I came across the following sentence, along with its translation into Polish:

English:_ I don't understand today's lesson._
Polski_: Nie rozumiem *dzisiejszej *lekcji._

Although at first the translation struck me as odd, I then "discovered" that _dzisiejszej _is an adjective meaning _today's_, so there is nothing weird about it anymore. However, I now wonder whether there are similar adjectives to say _tomorrow's _or _yesterday's_.

Thanks in advance,

G.


----------



## grassy

_Nie rozumiem lekcji *na dzisiaj* _(= set for today; This would work best in the context of self-study)_.

Nie zrozumiałem _(= didn't understand)_/Nie rozumiem _(= don't understand) _lekcji *z wczoraj*._


----------



## Drakonica

The funny thing is that
- "dzisiaj", "przedwczoraj" and "pojutrze" are adverbs only, but,
- "wczoraj", "jutro" are adverba and a nouna too.


an adverb:
- dzisiaj się uczę

- wczoraj się uczyłem
- jutro będę się uczyć

- przedwczoraj się uczyłem
- pojutrze będę się uczyć


an adjective:
- dzisiejsza lekcja

- wczorajsza lekcja
- jutrzejsza lekcja

- przedwczorajsza lekcja
- pojutrzejsza lekcja (very seldom)


a noun:
- za godzinę zacznie się jutro (tomorrow starts in an hour),
- wczoraj skończyło się godzinę temu,
- czeka mnie piękne jutro (I have a beautiful tomorrow / future (depending on the context)

a noun in the genitive:
- technika jutra (technology of tommorow (of the future in fact))
As a a noun in the genitive, "jutro" is rather a metaphorical tomorrow that means the future.
We don't use "wczoraj" in the genitive.


----------



## zaffy

gvergara said:


> _Nie rozumiem *dzisiejszej *lekcji._


Yes it works. 


_Nie rozumiem dzisiejszej lekcji. 
Nie zrozumiałem/am wczorajszej lekcji. 
Mam nadzieję, że zrozumiem jutrzejszą lekcję. _


----------



## gvergara

Thanks for your help, as usual.
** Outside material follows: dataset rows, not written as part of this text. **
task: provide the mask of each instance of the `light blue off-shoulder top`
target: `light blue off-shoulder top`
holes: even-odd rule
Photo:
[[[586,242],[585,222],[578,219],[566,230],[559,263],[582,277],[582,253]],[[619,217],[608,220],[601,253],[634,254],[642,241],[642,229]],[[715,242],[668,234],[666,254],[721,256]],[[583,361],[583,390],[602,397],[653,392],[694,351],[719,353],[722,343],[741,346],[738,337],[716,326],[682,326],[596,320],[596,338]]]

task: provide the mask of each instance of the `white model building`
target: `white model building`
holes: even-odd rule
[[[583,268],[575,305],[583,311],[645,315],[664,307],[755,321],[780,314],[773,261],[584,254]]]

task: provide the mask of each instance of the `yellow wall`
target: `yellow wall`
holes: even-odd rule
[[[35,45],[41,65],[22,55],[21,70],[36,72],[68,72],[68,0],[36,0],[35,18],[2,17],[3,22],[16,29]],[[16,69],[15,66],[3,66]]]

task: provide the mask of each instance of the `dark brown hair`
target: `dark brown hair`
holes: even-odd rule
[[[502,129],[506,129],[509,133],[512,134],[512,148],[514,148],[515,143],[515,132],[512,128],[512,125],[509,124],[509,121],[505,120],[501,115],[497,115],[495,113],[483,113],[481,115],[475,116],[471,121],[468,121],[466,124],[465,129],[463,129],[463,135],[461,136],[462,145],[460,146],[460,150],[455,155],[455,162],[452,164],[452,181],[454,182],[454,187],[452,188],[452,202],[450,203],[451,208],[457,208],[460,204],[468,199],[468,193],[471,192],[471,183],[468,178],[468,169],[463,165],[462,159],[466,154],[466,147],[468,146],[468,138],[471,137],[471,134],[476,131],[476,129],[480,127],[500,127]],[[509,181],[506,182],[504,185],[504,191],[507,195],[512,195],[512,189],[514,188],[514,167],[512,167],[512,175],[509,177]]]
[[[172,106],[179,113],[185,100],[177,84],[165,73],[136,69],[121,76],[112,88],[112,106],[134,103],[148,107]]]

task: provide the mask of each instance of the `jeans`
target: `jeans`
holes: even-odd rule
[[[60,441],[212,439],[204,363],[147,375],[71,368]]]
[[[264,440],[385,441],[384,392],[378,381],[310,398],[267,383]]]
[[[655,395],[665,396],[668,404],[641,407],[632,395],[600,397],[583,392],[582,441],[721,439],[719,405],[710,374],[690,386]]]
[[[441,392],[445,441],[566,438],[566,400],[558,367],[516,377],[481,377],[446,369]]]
And how can _this week's/month's/year's _be expressed?
_
I will not go to *this week's/month's/year's* congress._


----------



## zaffy

Oh, sorry my versions referred to the next week/month/year and you wanted this week's/month's/year's. This is how we would put them.


_Nie będę brał udziału w kongresie w tym tygodniu.
Nie będę brał udziału w tegotygodniowym kongresie. 

Nie będę brał udziału w kongresie w tym miesiącu._
"tegomiesięczny" sounds odd.

_Nie będę brał udziału w kongresie w tym roku.
Nie będę brał udziału w tegorocznym kongresie. _


----------



## Drakonica

this year's congress  - tegoroczny konkres
this month's congress - konkres w tym miesiącu
this week's congress  - kongres w tym tygodniu


----------



## Henares

zaffy said:


> _Nie będę brał udziału w tegotygodniowym kongresie. _


It seems to me that “tegotygodniowy” is extremely rare.


----------